Su vibrato, hermoso y limpio, provocaba los celos de las aves cantoras del
campo.
_ Canta mi niño como jilguero, las
aves están admiradas por tu hermosa voz. Canta mi niño y acurruca las flores
que cerrarán sus pétalos para descansar. Canta mi niño para que el cielo se
ponga azul y la tempestad se aleje. Canta para que crezcan los arrozales, para
que los ríos tengan agua. Canta para que las gotas de rocío inunden los campos.
Canta para que los frutos crezcan.
_ Mamá, ya no me queda voz, mi don
se ha marchado con esa ave que entró por la ventana.

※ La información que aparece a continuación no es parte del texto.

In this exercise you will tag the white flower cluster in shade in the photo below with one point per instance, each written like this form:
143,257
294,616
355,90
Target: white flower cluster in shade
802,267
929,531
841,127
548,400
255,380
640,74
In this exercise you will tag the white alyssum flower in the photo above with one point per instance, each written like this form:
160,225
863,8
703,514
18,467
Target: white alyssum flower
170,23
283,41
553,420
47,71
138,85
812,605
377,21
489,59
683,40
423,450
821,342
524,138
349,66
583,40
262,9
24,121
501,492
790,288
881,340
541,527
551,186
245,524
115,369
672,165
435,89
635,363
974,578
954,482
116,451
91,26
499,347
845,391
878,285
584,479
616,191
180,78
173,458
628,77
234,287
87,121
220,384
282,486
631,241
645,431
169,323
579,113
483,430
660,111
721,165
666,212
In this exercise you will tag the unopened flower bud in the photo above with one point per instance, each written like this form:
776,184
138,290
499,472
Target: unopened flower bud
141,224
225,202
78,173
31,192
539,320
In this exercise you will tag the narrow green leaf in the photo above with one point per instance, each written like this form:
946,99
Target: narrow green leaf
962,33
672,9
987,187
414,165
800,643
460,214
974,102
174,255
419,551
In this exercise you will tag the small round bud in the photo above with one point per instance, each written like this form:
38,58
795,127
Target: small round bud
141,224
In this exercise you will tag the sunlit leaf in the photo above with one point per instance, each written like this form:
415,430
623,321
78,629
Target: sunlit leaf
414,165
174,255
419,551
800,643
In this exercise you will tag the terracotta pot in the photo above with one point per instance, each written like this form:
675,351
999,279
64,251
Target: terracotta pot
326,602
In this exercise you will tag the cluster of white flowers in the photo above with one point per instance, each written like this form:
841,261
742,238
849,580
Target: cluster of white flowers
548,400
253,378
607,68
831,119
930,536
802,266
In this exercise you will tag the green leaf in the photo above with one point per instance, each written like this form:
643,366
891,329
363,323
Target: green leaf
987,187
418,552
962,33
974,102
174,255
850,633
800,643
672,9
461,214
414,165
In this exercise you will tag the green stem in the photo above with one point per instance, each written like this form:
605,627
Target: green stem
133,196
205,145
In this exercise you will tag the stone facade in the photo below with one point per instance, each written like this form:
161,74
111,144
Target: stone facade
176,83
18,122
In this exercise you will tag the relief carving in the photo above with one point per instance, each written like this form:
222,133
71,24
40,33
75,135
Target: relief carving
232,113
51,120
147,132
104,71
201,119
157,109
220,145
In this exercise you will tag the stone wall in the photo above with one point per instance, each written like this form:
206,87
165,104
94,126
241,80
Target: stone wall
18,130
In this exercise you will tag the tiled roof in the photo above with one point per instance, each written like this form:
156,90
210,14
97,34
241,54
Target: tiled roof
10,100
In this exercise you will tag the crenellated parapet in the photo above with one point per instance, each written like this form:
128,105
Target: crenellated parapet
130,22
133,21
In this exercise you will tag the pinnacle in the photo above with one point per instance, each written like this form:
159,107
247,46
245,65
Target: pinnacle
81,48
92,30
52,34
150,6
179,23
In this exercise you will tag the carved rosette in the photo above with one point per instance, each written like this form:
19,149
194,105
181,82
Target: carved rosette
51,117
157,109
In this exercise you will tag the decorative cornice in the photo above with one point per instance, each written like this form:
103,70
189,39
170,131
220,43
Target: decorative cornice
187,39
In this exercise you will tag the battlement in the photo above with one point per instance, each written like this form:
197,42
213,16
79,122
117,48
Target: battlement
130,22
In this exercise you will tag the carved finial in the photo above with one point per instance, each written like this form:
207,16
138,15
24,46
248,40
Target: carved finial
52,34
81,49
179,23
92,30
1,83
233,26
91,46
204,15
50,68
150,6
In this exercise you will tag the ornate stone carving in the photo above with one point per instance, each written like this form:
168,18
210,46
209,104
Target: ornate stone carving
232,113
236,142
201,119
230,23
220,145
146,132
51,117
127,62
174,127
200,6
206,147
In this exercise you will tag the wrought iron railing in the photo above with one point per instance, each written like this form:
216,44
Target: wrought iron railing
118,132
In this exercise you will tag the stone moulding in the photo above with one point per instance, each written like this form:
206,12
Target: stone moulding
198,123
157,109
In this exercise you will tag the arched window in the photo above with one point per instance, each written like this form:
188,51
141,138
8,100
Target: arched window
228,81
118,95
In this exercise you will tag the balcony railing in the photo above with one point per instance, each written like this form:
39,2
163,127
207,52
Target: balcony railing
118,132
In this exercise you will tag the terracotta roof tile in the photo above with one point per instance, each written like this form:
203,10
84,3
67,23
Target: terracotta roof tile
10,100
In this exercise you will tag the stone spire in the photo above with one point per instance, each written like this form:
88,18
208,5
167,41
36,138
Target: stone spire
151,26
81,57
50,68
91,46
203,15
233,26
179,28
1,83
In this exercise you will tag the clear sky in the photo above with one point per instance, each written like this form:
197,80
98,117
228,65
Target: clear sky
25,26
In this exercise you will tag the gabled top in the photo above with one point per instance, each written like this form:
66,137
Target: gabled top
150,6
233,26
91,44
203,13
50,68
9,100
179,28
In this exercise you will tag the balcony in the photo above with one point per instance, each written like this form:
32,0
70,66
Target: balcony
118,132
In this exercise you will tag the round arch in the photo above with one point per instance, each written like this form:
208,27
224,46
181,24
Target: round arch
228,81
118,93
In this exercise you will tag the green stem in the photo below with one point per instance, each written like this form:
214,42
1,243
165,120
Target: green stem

La madre miró a su desconsolado hijo y dándole un beso le dijo estas
palabras:
_ Si tu don ya no está usa tus
manos. Siembra para que los frutos crezcan, limpia para que los ríos se llenen,
cuida para que el cielo sea siempre azul y protege tu ambiente para que un día
el jilguero vuelva a tu ventana y entonces cante para ti.